The district court properly dismissed Peters’s claims as time-barred because the applicable statute of limitations is three years, at most, and Peters filed his action beyond that time. See Jones v. Blanas, 393 F.3d 918, 927 (9th Cir. 2004) (California’s two-year statute of limitations for personal injury actions applies to 42 U.S.C. § 1983 claims); Taylor v. Regents of Univ. of Cal., 993 F.2d 710, 712 (9th Cir. 1993) (per curiam) (California’s statute of limitations for personal injury actions applies to Title VI claims); Alexopulos v. S.F. Unified Sch.
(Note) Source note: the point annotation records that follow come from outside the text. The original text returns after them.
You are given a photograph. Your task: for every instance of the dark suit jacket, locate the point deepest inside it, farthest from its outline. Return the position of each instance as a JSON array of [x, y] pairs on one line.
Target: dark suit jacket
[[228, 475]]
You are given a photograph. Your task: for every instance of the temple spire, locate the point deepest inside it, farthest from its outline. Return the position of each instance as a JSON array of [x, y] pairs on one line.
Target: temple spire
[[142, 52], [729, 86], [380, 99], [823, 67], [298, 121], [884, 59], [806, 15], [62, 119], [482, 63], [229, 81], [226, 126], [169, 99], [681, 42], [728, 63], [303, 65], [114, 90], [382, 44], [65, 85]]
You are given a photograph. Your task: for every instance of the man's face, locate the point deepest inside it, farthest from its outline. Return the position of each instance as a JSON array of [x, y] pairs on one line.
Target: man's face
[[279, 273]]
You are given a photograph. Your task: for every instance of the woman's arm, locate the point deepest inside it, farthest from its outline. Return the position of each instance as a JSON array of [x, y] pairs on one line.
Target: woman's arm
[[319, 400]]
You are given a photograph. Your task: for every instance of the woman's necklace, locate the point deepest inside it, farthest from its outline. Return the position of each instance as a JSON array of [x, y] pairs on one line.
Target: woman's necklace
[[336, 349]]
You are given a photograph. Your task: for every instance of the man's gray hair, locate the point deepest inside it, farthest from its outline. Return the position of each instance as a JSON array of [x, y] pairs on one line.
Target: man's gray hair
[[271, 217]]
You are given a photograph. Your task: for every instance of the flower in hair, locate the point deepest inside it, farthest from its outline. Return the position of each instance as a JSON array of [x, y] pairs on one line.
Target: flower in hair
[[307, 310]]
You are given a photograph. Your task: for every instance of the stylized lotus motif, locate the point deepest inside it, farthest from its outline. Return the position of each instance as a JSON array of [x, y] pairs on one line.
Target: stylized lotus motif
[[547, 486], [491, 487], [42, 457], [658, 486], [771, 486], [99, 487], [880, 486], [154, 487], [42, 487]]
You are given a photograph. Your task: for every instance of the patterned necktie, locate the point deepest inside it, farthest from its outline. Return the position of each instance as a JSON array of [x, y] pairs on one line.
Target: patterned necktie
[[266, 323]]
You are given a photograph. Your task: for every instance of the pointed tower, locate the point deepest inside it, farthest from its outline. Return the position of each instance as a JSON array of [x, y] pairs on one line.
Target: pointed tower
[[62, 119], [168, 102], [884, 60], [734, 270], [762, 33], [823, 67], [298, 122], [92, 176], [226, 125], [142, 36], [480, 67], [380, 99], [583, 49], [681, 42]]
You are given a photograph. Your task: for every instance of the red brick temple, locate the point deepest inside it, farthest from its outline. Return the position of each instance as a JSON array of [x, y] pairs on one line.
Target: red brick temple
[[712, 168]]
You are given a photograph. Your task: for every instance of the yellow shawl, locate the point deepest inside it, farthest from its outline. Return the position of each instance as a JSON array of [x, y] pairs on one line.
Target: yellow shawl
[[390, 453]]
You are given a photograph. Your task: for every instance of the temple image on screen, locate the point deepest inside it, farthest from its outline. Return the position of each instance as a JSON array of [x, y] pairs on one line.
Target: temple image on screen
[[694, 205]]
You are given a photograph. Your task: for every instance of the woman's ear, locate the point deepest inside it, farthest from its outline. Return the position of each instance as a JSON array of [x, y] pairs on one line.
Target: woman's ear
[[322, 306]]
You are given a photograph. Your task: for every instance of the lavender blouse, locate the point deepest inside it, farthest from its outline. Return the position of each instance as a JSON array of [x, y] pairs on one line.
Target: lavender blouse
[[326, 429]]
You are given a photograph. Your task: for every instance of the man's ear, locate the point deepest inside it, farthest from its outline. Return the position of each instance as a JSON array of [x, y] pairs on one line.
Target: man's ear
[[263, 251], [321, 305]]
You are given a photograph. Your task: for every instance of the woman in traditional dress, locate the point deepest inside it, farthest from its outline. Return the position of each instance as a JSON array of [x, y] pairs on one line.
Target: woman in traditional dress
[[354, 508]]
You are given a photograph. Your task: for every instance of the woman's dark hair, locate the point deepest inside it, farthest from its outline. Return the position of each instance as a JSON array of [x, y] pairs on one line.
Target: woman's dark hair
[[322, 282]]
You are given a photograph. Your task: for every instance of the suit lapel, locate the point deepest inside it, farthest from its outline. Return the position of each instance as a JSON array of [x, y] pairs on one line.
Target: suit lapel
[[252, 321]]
Dist., 817 F.2d 551, 554 (9th Cir. 1987) (either California’s statute of limitations for personal injury actions or its three-year statute of limitations for a “liability created by statute” applies to Rehabilitation Act claims); see also Cal. Gov’t Code §§ 945.6, 950.6 (at most, a two-year statute of limitations applies to actions for damages against public entities); Pickern v. Holiday Quality Foods Inc., 293 F.3d 1133, 1137 n. 2 (9th Cir. 2002) (the statute of limitations of the most analogous state law applies to ADA claims).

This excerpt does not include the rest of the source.